“The sailor is crazy! He has gone out of his mind!”
Have I again been dancing alone in public?
I jump up in a rage, and exclaim, as I toss back my dishevelled hair from my burning brow:
“Abominable trickery! Let me pass! Let me get my hands on her, and unmask her!”
Something rings on the floor. It has fallen from my hand, hitherto clenched and just now opened. Triumphantly I snatch it up, exulting:
“Her cross! Ha! that shall be my clue!”
On this occasion, too, no trace of the mysterious nun was to be found. It was at first superciliously assumed, as before, that I must be drunk or insane, but my serious mood and energetic investigations soon altered that notion. I might myself have doubted my mental soundness had it not been for the cross in my hand, which I at once recognized as being that worn by the nun, and had not a lackey finally confessed to having beheld the strange figure. He was coming from the colonnade with a tray of refreshments when he saw me in conversation with her. The mask had something familiar about her, he said, but he could not remember where he had seen her before. He had been a servant in the palace for forty years.
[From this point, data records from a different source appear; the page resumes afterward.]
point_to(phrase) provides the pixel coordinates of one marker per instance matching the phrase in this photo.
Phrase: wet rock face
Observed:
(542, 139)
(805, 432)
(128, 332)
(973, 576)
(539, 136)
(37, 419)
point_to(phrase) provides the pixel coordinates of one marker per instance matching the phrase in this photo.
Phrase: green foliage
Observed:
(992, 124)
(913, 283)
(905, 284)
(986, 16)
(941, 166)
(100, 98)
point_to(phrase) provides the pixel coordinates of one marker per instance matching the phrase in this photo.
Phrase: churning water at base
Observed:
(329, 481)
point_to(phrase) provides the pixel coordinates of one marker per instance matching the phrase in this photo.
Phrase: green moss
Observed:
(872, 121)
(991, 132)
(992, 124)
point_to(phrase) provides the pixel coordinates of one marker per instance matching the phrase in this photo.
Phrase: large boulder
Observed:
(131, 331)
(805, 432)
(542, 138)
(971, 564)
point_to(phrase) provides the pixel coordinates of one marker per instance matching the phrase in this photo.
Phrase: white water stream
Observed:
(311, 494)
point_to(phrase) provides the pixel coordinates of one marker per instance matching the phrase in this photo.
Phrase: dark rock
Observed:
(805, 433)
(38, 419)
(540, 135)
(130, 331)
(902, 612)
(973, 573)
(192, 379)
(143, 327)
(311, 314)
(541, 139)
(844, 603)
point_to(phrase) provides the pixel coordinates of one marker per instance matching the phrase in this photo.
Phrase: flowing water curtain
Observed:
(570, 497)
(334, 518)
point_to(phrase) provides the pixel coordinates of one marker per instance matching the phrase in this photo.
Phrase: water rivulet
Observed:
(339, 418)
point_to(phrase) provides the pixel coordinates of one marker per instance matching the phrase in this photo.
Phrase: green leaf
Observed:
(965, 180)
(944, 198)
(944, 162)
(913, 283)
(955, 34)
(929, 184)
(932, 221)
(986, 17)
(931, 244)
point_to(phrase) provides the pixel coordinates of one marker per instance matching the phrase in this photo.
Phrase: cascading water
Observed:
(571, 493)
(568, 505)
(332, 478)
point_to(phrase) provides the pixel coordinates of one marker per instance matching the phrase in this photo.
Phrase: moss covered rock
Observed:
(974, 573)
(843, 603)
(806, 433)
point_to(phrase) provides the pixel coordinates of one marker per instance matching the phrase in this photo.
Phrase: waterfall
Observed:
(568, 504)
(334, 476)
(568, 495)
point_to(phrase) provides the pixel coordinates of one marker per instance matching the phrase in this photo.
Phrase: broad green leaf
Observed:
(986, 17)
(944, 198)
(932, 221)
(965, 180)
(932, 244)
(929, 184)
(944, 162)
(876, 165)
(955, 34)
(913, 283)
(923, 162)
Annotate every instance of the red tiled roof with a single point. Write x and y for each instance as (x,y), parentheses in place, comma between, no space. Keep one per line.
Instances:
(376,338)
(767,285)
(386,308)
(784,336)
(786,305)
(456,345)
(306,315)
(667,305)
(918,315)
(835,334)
Nobody thought of a spectre; on the other hand extravagant speculations became rife of a conspirator being at work. It was rumored the king had originally intended to wear a sailor costume.
Of course, it was him the uncanny visitor had designs upon. In view of the fact that the political horizon was very dark and clouded at that time, the conjecture was perhaps not altogether phantastical, and for this reason the report quickly reached the ears of the king and the royal family. I was promptly summoned before His Majesty, and it gave me a sort of revengeful pleasure to relate the incident to that august person. For I was still fully persuaded that some young member of his family had played this obnoxious trick upon me.
The king nodded thoughtfully upon my frank declaration that, according to my researches, the enigmatical female could only have come from the royal apartments.